To overcome this, you could make the
refresh
method public and call it whenever you want to start reading the state. You know the object remains consistent between two
refresh
calls.
And I wouldn't be me if I didn't try to find some in-between strategy to get some of both. The last option is something that I considered for an application once, but probably is the worst of the three. The idea was that a user could never accomplish the querying of the object in two states within, say, half a second. In my case, the user had to scan the same barcode two times and press a button in between. I was quite certain I could do the barcode check well within half a second while the time between two barcode checks was almost guaranteed to be more than half a second. The object would then automatically refresh when I called a getter and the last refresh was more than half a second ago. If you ever want to implement this, think of what can go wrong when the timing is bad...
If there is no cross-over, that is, no member object is part of more than one collection, you can use partial collections. You then have a separate storage for each collection, but the building mechanism can be shared. The advantage is that looking the members up is now faster, as the storages themselves are smaller (your data is better organized). On the other hand, the application gets slightly bigger. One of the beauties of this mechanism is the separation of the generation of the members and their storage (which is still lazy).
So in our example, each clsEmployee object now has a partial clsIdeasForEmployee
collection, that stores the clsIdea
objects in its own storage, but gets them from a central clsIdeaMaker
object.
It's the clsIdeaMaker
that converts the data in the database to an actual object.
In general, not every value that could be stored in a database, is allowed to be stored.

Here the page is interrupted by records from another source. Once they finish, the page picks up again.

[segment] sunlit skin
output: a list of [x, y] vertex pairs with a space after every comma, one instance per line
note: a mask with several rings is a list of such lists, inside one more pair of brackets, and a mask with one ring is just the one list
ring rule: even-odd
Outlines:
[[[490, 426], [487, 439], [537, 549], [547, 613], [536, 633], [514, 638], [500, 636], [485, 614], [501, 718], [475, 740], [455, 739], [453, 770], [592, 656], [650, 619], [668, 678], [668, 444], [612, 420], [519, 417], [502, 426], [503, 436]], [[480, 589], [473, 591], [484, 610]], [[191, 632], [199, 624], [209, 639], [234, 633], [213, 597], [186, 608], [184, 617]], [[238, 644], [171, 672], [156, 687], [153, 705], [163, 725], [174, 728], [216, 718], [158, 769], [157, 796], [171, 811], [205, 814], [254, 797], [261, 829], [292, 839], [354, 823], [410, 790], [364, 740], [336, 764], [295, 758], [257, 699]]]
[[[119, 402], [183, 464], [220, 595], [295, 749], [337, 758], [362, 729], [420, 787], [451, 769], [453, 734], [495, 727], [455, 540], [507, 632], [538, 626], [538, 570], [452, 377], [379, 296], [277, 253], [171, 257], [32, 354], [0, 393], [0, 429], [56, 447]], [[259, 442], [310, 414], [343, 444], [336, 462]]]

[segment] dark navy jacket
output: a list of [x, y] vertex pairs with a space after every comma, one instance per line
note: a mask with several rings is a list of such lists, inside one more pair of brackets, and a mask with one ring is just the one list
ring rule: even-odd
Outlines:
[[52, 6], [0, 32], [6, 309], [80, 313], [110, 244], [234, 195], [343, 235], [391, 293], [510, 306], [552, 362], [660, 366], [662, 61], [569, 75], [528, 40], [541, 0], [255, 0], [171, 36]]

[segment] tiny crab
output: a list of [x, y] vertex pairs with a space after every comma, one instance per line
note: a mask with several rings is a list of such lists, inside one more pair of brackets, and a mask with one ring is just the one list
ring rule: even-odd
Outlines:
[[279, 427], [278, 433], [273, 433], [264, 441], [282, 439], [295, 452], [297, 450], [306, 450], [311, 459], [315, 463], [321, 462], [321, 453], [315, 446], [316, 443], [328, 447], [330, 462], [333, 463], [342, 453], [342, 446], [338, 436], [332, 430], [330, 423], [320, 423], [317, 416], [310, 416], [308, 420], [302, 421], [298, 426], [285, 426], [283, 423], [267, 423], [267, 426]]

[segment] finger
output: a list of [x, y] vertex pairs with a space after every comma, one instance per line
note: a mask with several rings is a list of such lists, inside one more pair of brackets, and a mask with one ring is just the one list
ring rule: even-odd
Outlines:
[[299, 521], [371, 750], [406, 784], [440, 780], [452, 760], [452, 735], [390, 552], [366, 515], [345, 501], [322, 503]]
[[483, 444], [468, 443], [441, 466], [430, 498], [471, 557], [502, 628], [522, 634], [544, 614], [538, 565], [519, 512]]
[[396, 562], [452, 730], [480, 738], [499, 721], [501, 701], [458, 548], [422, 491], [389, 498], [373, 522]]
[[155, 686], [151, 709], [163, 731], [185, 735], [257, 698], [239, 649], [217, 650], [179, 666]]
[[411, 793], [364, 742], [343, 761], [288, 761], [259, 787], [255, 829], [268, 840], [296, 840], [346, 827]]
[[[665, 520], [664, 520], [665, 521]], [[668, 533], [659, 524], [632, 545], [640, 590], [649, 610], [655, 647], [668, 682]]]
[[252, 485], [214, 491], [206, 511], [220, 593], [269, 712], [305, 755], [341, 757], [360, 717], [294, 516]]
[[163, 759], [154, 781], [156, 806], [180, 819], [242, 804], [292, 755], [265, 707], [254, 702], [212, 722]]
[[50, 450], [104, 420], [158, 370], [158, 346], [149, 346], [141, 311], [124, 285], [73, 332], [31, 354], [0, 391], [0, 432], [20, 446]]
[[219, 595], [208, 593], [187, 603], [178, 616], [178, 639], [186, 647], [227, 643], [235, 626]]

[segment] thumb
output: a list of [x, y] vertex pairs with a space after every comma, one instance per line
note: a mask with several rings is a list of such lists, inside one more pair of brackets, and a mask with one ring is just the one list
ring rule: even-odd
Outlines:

It is very tempting at first to put every restriction in the persistent object itself. It is, as you can think, just the one, restricted, object. But there are advantages to splitting them into dumb data objects and chaperonnes.
The dumb data objects accept any data that matches the appropriate method parameter types, and their sole responsibility is encapsulating records.
The chaperonnes are now responsible for the validity of their state.
One of the major advantages is testability: database actions can be tested without the need to build an entire object structure as valid environment first; the chaperonnes can be tested without the need to setup a mock database. In fact, you can use the self-shunt pattern to test the chaperone objects.
The chaperone objects can now have a "mind of their own": sending warning messages, asking for user confirmation, etc. This behaviour is then no longer coupled with storing data. Data-storing objects must generally be reliable and having a mind of their own makes it more difficult to implement and test persistence. As mentioned before, testing the combination of storage and "pig-headedness" can be quite complicated.
We already saw that persistent objects can have their database id as a property. Objects with id properties are not a nice example of encapsulation. However, we must know the id value if we want to link the object to a record in the database. Therefore, some objects will have an id property, whether you like it or not. Especially in the 'dumb data' layer, this is not a code smell. Outside of this layer, you must ask yourself why you need the id there. If the id is something that is entered or shown in the user interface layer, you will not have much of a choice either. If your data objects are in a separate package or project, you can limit the visibility to that package.